ASTC 4x4 (mobile): 8 bits/pixel, using 4x4 pixel blocks. Has been in most modern mobile GPUs: ARM since Mali T624 (2012), Apple since A8 (2014), Qualcomm since Adreno 4xx (2015), PowerVR since GX6250 (2014), NVIDIA since Tegra K1 (2014).

  • ARM astcenc (blue) is a good choice there. It used to be several times slower in 1.x versions; back then ISPC (green) might have been better. Apple (purple) is of limited use, since it only works on Apple platforms and sometimes produces non-deterministic results. It’s impressively faster than others though, although at expense of some quality loss.
  • Just like with BC7, all the low-quality results are from normal maps. This one’s curious, since I am passing a “normal map please” flag to the compressor here, and ASTC format is supposed to handle uncorrelated components in a nice way. Weird, needs more investigation! Anyway, at 8 bits/pixel for normal maps one can use EAC RG compression format, which I’m also not looking at in this post :)

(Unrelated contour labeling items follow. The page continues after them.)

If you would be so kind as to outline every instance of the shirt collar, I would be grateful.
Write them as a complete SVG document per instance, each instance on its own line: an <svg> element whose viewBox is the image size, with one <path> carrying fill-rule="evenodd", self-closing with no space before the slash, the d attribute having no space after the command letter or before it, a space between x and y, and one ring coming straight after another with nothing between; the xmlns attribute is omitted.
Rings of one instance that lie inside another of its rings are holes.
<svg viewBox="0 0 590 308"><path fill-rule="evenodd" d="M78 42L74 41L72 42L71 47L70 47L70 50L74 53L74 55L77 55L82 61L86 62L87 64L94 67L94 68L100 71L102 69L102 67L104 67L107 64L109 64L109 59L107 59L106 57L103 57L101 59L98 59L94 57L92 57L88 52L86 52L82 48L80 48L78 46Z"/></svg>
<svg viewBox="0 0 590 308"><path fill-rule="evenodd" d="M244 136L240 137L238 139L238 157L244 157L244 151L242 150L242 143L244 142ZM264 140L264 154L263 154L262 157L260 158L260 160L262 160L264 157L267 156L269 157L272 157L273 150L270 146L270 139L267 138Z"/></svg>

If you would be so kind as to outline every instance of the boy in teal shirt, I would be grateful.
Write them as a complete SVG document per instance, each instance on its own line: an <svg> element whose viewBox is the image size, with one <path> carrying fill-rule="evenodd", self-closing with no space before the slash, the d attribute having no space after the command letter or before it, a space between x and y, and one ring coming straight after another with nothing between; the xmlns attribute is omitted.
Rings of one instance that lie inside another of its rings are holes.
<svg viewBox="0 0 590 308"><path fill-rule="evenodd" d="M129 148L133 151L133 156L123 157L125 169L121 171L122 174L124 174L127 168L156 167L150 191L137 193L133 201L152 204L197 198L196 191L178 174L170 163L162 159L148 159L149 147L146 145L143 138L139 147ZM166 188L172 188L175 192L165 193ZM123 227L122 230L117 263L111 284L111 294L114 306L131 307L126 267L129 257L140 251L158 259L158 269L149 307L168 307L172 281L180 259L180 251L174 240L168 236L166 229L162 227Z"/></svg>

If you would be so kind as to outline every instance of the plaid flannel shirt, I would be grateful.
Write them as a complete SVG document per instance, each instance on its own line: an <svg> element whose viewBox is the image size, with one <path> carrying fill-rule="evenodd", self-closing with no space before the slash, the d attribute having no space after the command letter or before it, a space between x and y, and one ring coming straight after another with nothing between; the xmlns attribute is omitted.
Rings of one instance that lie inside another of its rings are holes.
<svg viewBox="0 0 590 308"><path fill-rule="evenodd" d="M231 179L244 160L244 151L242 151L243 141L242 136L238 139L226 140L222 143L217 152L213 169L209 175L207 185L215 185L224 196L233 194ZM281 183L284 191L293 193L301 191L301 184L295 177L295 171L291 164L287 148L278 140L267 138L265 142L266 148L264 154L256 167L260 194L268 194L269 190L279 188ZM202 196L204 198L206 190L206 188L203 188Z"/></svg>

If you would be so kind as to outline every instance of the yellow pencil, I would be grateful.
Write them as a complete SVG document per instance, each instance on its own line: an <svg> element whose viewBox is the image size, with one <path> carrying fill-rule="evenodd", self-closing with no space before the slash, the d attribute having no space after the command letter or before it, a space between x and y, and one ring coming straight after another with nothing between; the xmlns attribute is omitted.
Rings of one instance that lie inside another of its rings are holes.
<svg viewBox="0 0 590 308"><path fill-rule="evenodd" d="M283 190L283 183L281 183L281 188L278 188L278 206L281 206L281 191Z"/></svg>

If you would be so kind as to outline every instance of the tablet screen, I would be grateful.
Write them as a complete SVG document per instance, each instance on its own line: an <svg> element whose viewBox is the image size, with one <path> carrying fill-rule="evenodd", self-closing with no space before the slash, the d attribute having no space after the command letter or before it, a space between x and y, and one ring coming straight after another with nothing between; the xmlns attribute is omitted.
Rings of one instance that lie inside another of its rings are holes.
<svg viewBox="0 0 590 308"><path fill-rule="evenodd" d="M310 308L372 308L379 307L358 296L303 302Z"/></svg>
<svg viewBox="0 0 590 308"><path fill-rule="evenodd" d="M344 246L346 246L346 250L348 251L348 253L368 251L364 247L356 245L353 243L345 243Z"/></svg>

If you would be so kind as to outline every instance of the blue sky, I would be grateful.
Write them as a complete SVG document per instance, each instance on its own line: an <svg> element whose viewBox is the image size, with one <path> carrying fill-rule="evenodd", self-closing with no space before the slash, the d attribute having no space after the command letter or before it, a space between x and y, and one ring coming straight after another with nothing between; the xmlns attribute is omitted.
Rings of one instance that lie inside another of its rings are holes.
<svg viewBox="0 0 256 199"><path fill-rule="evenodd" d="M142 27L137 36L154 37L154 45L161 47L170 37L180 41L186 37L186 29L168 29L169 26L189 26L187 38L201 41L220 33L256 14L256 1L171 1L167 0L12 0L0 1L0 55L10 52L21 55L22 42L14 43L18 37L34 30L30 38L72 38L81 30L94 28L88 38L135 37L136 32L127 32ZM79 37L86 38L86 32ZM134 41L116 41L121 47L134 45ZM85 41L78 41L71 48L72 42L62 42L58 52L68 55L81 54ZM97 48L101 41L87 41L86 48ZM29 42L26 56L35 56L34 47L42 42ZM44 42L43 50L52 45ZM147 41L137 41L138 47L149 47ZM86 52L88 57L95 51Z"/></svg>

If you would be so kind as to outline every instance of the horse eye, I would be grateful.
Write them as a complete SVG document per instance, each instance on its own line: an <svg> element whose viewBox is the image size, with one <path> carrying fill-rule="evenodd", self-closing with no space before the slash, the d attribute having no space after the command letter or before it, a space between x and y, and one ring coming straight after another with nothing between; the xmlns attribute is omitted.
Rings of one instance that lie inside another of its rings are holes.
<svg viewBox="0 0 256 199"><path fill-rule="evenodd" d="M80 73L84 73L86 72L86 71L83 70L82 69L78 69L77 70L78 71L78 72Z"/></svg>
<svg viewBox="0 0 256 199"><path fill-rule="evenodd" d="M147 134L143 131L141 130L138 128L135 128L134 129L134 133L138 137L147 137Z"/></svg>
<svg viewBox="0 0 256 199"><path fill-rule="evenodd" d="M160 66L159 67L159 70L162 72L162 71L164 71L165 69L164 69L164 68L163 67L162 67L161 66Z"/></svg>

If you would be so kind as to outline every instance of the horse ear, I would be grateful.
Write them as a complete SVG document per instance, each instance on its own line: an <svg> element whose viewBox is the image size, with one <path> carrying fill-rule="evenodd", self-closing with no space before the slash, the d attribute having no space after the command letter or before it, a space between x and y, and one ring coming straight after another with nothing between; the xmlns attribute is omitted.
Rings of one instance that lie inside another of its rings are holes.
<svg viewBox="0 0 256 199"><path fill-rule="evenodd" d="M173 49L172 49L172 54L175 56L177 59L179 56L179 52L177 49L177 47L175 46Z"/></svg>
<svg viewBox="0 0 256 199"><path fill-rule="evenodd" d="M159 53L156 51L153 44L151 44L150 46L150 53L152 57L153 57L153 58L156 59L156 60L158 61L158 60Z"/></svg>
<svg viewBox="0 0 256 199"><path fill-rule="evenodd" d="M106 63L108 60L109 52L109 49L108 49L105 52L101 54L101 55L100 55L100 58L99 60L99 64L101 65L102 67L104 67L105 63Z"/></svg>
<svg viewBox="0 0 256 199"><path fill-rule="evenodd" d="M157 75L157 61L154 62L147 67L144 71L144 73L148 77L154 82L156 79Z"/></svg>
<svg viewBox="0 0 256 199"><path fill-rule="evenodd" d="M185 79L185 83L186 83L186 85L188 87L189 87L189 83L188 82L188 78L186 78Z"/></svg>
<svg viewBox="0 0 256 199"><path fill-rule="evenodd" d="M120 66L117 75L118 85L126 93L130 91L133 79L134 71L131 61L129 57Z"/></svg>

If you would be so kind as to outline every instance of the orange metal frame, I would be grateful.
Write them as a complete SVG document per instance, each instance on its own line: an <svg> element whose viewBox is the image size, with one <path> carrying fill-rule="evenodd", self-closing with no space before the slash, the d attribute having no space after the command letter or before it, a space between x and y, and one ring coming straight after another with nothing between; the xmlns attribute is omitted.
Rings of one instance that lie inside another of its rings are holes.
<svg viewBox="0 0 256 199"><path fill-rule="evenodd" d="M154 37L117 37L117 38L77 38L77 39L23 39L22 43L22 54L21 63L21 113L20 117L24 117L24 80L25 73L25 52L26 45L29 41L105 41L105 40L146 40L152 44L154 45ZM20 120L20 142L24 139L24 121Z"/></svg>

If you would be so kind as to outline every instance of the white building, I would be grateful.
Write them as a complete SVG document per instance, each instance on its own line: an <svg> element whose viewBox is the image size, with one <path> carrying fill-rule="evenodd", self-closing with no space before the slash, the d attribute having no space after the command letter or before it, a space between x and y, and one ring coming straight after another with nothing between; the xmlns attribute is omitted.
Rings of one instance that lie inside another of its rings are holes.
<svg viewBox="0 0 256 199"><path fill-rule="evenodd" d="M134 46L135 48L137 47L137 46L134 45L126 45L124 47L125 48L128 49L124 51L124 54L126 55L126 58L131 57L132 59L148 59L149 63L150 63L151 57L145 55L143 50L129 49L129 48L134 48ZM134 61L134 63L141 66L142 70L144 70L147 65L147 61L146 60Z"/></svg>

DXTC (PC): 4 bits/pixel for RGB (BC1 aka DXT1), 8 bits/pixel for RGBA (BC3 aka DXT5). This has been on PCs since forever, and BC1 is still quite used if you need to get below 8 bits/pixel (it’s literally the only option available, since BC7 is always 8 bits/pixel).

It’s a fairly simple format, and that combined with the “has been there for 20 years” aspect means that effective compression techniques for it are well researched at this point.

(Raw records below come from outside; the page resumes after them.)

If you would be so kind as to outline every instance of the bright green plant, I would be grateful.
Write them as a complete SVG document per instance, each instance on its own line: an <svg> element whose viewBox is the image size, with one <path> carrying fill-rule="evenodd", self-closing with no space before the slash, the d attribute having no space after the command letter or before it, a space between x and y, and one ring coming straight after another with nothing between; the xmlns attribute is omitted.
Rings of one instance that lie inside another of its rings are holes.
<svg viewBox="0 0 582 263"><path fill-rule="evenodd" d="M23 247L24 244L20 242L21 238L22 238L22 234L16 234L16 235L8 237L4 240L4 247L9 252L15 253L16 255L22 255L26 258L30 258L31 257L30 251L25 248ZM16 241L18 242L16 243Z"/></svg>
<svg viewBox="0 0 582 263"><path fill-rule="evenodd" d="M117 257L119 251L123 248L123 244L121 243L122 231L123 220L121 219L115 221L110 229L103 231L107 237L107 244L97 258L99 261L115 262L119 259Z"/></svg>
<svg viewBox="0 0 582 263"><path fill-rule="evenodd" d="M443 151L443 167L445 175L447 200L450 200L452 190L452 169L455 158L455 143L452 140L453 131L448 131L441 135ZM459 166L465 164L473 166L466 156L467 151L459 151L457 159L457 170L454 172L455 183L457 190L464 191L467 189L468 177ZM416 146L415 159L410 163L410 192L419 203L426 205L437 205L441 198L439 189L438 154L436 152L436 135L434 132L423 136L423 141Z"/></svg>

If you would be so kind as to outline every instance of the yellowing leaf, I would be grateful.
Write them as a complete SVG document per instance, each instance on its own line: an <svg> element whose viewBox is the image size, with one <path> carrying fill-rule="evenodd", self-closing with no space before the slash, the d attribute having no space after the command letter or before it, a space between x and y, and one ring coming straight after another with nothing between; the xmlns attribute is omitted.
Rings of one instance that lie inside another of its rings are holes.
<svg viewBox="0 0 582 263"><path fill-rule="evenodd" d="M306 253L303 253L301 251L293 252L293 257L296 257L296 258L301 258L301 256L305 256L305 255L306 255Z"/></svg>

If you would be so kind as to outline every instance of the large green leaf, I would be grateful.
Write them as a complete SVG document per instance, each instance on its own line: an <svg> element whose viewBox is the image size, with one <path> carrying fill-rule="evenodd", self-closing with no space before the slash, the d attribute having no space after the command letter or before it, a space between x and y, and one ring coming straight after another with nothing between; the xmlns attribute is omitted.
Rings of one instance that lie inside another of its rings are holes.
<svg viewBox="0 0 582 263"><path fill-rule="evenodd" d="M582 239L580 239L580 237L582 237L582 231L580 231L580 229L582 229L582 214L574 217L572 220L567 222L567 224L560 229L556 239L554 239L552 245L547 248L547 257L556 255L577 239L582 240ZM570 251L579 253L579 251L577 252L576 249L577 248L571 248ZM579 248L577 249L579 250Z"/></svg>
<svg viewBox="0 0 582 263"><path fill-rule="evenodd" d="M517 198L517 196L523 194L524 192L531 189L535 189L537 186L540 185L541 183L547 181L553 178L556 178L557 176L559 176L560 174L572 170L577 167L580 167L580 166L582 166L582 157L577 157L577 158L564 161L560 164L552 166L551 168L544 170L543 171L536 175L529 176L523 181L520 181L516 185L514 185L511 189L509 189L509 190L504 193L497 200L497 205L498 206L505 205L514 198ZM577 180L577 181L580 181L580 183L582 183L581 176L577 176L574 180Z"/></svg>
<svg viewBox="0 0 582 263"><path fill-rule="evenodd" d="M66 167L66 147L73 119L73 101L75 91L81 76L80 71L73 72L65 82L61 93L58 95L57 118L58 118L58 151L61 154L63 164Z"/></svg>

  • ISPC (green) has been the go-to compressor for some years in many places, offering impressive compression performance.
  • stb_dxt (gray; hiding between icbc 1 and rgbcx 0 in the chart) has been available for a long time too, for a small and decently fast compressor.
  • rgbcx (yellow) and icbc (cyan) are fairly new (both appeared in Spring 2020), and both are able to squeeze out a (little) bit more quality of this old format. icbc is BC1 only though; here in my testbed it falls back to stb_dxt for RGBA/BC3 images.

ASTC 6x6 (mobile): 3.6 bits/pixel, using 6x6 pixel blocks. Same platform availability as ASTC 4x4.

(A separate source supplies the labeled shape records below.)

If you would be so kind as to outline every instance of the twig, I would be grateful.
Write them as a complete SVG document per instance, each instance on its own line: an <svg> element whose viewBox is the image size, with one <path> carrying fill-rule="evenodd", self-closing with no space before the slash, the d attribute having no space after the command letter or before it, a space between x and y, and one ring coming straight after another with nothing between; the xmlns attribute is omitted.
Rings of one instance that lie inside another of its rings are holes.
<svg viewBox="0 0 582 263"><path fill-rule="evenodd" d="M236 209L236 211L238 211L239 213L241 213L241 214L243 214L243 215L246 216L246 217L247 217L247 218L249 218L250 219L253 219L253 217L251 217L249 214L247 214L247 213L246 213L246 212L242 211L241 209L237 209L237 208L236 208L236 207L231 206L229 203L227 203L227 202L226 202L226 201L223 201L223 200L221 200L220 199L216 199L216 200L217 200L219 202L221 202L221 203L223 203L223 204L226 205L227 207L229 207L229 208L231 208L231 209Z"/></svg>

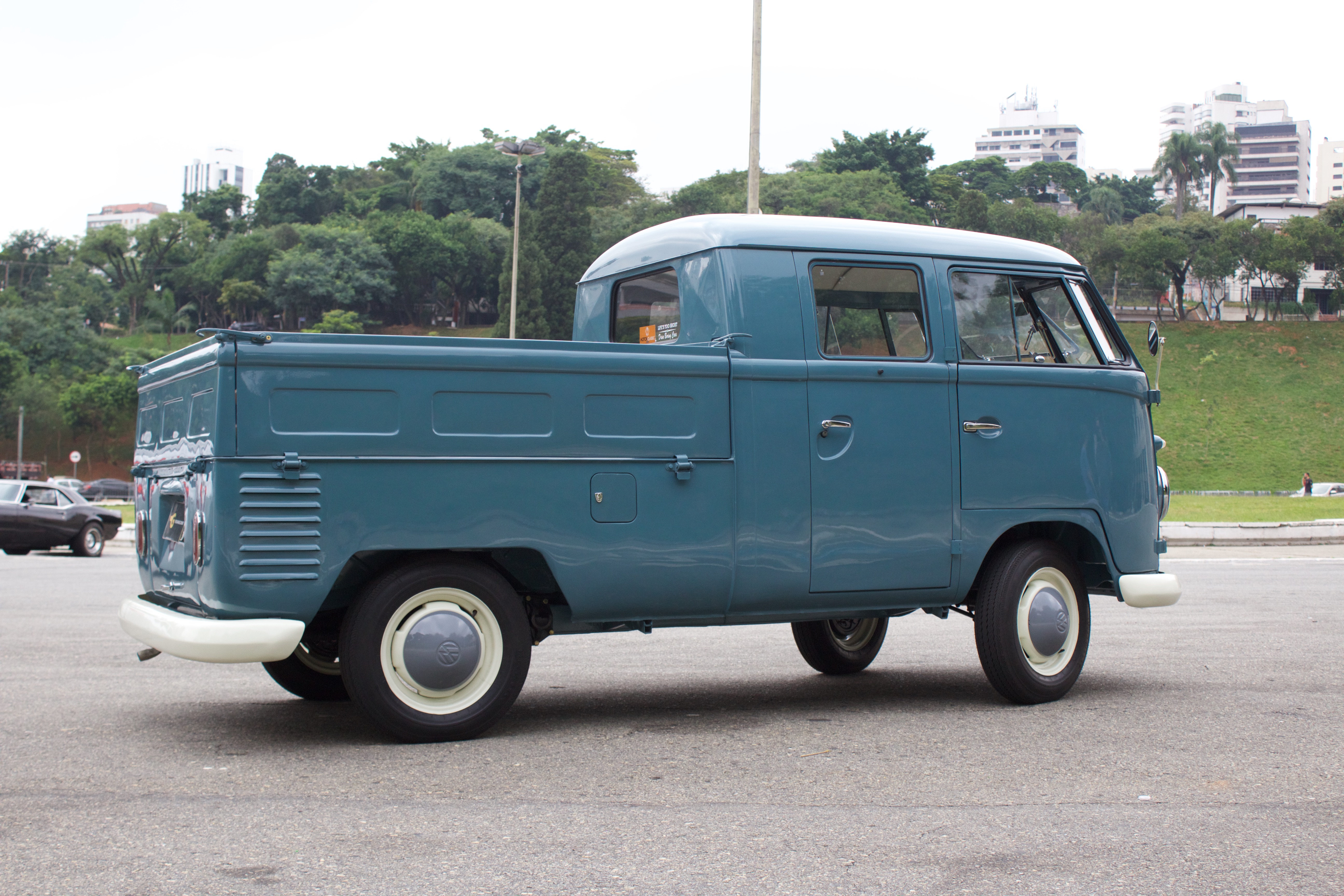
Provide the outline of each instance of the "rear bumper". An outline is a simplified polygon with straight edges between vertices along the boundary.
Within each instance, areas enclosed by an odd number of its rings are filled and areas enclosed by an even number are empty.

  • Same conclusions as for ASTC 4x4: ARM compressor is a good choice here. Well, there isn’t much to choose from, now is there :)

ETC2 (mobile): 4 bits/pixel for RGB, 8 bits/pixel for RGBA. Has been on mobile slightly longer than ASTC has (ETC2 is supported on all OpenGL ES 3.0, Vulkan and Metal mobile GPUs – it’s only OpenGL ES 2.0 GPUs that might not have it).

  • Use Etc2Comp (cyan) - it’s not very fast (only 0.1-5 Mpix/s speed) but produces good quality for the format.
  • If compression speed is important, etcpak (gray) is fast.
  • ETCPACK (orange) does not look like it’s useful for anything :)

ASTC 8x8 (mobile): 2 bits/pixel, using 8x8 pixel blocks. Same platform availability as other ASTC variants.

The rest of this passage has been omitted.